I also concur with the statements by Malangoni (member of the Board of Regents of the American College of Surgeons) when, in a magnificent editorial, he asserted, “Appropriately given antimicrobial prophylaxis works,” and that “surgeons need to take ownership of the situation and give it correctly.”15 The term ‘ownership’ could not be clearer or more forceful. It is obvious that antibiotic prophylaxis is one of the legs that support the operating table, and surgeons must accept their responsibility for it.
- 10.
Along the same line of responsibility and with a vision of the future, Miranda et al.16 call the attention of all surgeons in the sense of our role as managers of antibiotic prophylaxis and the management of antibiotics in the surgical arena to avoid the development of microbial resistances: “Surgeons practicing antibiotic stewardship today will keep the antibiotic resistance lane clear for tomorrow’s surgeons.”
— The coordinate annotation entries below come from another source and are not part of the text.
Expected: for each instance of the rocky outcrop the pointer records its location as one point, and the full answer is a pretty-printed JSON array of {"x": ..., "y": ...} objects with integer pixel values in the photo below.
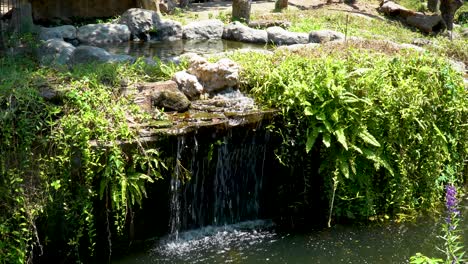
[
  {"x": 140, "y": 22},
  {"x": 322, "y": 36},
  {"x": 205, "y": 29},
  {"x": 103, "y": 33},
  {"x": 425, "y": 23},
  {"x": 66, "y": 32},
  {"x": 214, "y": 76},
  {"x": 167, "y": 30},
  {"x": 163, "y": 95},
  {"x": 88, "y": 54},
  {"x": 279, "y": 36},
  {"x": 239, "y": 32},
  {"x": 55, "y": 52},
  {"x": 188, "y": 84}
]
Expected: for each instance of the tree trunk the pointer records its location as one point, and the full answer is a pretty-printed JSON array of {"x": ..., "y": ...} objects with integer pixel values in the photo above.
[
  {"x": 241, "y": 10},
  {"x": 433, "y": 5},
  {"x": 448, "y": 9},
  {"x": 281, "y": 4}
]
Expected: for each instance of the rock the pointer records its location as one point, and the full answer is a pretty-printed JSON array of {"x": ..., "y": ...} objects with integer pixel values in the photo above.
[
  {"x": 279, "y": 36},
  {"x": 239, "y": 32},
  {"x": 165, "y": 95},
  {"x": 140, "y": 22},
  {"x": 66, "y": 32},
  {"x": 89, "y": 54},
  {"x": 269, "y": 23},
  {"x": 188, "y": 84},
  {"x": 297, "y": 47},
  {"x": 421, "y": 42},
  {"x": 425, "y": 23},
  {"x": 55, "y": 52},
  {"x": 103, "y": 33},
  {"x": 241, "y": 10},
  {"x": 167, "y": 30},
  {"x": 322, "y": 36},
  {"x": 215, "y": 76},
  {"x": 22, "y": 17},
  {"x": 206, "y": 29}
]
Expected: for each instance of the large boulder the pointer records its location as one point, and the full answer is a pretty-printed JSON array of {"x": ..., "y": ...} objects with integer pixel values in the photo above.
[
  {"x": 188, "y": 84},
  {"x": 140, "y": 22},
  {"x": 103, "y": 33},
  {"x": 55, "y": 52},
  {"x": 239, "y": 32},
  {"x": 205, "y": 29},
  {"x": 322, "y": 36},
  {"x": 167, "y": 30},
  {"x": 279, "y": 36},
  {"x": 66, "y": 32},
  {"x": 164, "y": 95},
  {"x": 214, "y": 76},
  {"x": 90, "y": 54}
]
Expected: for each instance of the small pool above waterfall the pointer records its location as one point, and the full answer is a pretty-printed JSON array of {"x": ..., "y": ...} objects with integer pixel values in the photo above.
[{"x": 165, "y": 50}]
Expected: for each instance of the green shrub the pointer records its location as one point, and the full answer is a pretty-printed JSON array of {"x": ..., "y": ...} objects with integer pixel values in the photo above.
[{"x": 386, "y": 127}]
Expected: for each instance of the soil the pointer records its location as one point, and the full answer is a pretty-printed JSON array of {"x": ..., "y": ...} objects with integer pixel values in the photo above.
[{"x": 265, "y": 9}]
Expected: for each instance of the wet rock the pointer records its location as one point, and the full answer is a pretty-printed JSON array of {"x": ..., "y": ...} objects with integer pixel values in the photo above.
[
  {"x": 140, "y": 22},
  {"x": 165, "y": 95},
  {"x": 55, "y": 52},
  {"x": 239, "y": 32},
  {"x": 297, "y": 47},
  {"x": 66, "y": 32},
  {"x": 215, "y": 76},
  {"x": 279, "y": 36},
  {"x": 167, "y": 30},
  {"x": 206, "y": 29},
  {"x": 87, "y": 54},
  {"x": 188, "y": 84},
  {"x": 103, "y": 33},
  {"x": 322, "y": 36}
]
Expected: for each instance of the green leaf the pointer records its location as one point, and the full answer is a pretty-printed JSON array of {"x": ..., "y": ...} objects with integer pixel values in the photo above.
[
  {"x": 368, "y": 137},
  {"x": 313, "y": 134},
  {"x": 340, "y": 136}
]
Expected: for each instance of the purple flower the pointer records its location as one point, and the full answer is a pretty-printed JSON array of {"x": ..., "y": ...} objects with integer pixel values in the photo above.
[{"x": 451, "y": 203}]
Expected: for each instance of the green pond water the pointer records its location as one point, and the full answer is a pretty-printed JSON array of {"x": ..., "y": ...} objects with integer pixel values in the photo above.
[{"x": 258, "y": 242}]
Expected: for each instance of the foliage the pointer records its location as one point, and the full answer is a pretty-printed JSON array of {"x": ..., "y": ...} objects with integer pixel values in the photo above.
[
  {"x": 59, "y": 159},
  {"x": 385, "y": 126}
]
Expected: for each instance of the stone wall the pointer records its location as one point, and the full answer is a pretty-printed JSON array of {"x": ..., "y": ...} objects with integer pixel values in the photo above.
[{"x": 49, "y": 9}]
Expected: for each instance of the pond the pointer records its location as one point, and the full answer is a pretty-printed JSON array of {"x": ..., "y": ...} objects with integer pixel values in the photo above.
[
  {"x": 258, "y": 242},
  {"x": 165, "y": 50}
]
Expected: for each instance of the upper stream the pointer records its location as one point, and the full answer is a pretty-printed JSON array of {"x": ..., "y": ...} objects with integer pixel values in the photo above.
[{"x": 165, "y": 50}]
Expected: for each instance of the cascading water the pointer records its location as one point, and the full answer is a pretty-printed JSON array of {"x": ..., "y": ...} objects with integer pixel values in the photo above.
[{"x": 225, "y": 181}]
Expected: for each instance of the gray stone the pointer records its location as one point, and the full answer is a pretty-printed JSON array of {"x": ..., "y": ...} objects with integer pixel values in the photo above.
[
  {"x": 205, "y": 29},
  {"x": 298, "y": 47},
  {"x": 239, "y": 32},
  {"x": 215, "y": 76},
  {"x": 66, "y": 32},
  {"x": 103, "y": 33},
  {"x": 88, "y": 54},
  {"x": 165, "y": 95},
  {"x": 167, "y": 30},
  {"x": 322, "y": 36},
  {"x": 279, "y": 36},
  {"x": 140, "y": 22},
  {"x": 55, "y": 52},
  {"x": 188, "y": 84}
]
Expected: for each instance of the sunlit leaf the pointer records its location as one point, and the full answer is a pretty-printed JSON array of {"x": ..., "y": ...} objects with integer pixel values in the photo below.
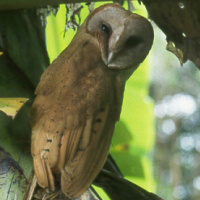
[
  {"x": 177, "y": 52},
  {"x": 11, "y": 106}
]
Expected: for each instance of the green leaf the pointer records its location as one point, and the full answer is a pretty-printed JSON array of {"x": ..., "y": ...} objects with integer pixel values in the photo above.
[{"x": 11, "y": 106}]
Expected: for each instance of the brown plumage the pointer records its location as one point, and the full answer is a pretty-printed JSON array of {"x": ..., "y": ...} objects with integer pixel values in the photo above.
[{"x": 79, "y": 97}]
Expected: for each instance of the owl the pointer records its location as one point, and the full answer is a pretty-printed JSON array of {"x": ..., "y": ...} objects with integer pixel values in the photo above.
[{"x": 79, "y": 98}]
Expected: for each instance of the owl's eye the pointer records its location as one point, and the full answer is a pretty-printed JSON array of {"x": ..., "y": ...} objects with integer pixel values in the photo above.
[{"x": 105, "y": 28}]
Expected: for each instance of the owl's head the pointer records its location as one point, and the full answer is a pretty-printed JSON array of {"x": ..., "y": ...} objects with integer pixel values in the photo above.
[{"x": 124, "y": 38}]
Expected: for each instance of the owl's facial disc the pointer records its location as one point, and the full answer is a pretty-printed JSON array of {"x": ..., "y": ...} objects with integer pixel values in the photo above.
[
  {"x": 124, "y": 38},
  {"x": 129, "y": 45}
]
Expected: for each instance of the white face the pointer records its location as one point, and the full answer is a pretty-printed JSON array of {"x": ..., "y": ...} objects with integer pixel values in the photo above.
[{"x": 125, "y": 38}]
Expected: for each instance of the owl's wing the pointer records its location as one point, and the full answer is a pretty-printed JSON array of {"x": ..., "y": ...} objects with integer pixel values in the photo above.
[
  {"x": 83, "y": 152},
  {"x": 72, "y": 132}
]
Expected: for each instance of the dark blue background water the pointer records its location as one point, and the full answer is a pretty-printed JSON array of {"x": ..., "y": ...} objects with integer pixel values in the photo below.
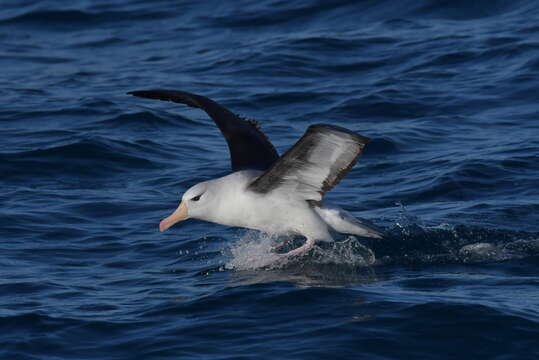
[{"x": 448, "y": 90}]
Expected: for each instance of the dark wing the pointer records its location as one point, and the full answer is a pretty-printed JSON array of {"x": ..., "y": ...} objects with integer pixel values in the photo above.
[
  {"x": 315, "y": 164},
  {"x": 249, "y": 147}
]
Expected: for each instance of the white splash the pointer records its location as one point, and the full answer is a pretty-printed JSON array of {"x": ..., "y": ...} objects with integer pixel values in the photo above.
[{"x": 255, "y": 250}]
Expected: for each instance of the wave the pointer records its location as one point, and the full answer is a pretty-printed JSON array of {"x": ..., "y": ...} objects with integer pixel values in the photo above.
[
  {"x": 405, "y": 244},
  {"x": 58, "y": 20}
]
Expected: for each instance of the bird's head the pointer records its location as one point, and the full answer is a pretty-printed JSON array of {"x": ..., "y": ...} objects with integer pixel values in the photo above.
[{"x": 195, "y": 203}]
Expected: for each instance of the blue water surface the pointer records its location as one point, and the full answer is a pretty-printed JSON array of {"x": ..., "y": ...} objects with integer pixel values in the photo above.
[{"x": 447, "y": 90}]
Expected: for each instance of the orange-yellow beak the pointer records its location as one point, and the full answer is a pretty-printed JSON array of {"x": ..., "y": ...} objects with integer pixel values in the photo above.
[{"x": 178, "y": 215}]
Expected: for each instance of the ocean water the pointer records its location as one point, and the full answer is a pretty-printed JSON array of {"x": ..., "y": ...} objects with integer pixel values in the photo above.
[{"x": 448, "y": 90}]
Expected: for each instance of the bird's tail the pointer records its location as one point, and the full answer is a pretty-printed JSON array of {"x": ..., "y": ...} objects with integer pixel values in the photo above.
[{"x": 342, "y": 221}]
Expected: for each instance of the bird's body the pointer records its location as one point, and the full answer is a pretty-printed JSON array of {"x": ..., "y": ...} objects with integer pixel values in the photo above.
[{"x": 265, "y": 192}]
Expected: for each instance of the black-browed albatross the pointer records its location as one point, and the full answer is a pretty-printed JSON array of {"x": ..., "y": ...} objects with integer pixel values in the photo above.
[{"x": 277, "y": 195}]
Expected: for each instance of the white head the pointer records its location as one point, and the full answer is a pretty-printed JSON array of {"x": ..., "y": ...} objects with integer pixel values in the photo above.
[{"x": 196, "y": 203}]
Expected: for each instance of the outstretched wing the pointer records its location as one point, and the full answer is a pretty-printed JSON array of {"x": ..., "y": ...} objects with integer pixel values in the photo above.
[
  {"x": 315, "y": 164},
  {"x": 249, "y": 147}
]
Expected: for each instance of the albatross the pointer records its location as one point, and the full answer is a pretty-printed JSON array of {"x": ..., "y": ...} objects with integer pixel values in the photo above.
[{"x": 280, "y": 195}]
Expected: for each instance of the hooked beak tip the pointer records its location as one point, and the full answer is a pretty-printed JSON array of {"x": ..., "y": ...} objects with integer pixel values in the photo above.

The conclusion is clear: we are facing one of the main issues in surgery — the prevention of infectious complications during the postoperative period. As surgeons, we must feel the prevention of postoperative infections as a part of our responsibility. Antibiotic prophylaxis is a very effective tool that can significantly reduce surgical morbidity and mortality, making surgery much safer. Of course, it is a tool that needs to be managed intelligently.
Please cite this article as: Caínzos Fernández MA. Reflexiones sobre el documento de consenso en profilaxis antibiótica en cirugía. Cir Esp. 2021;99:552–554.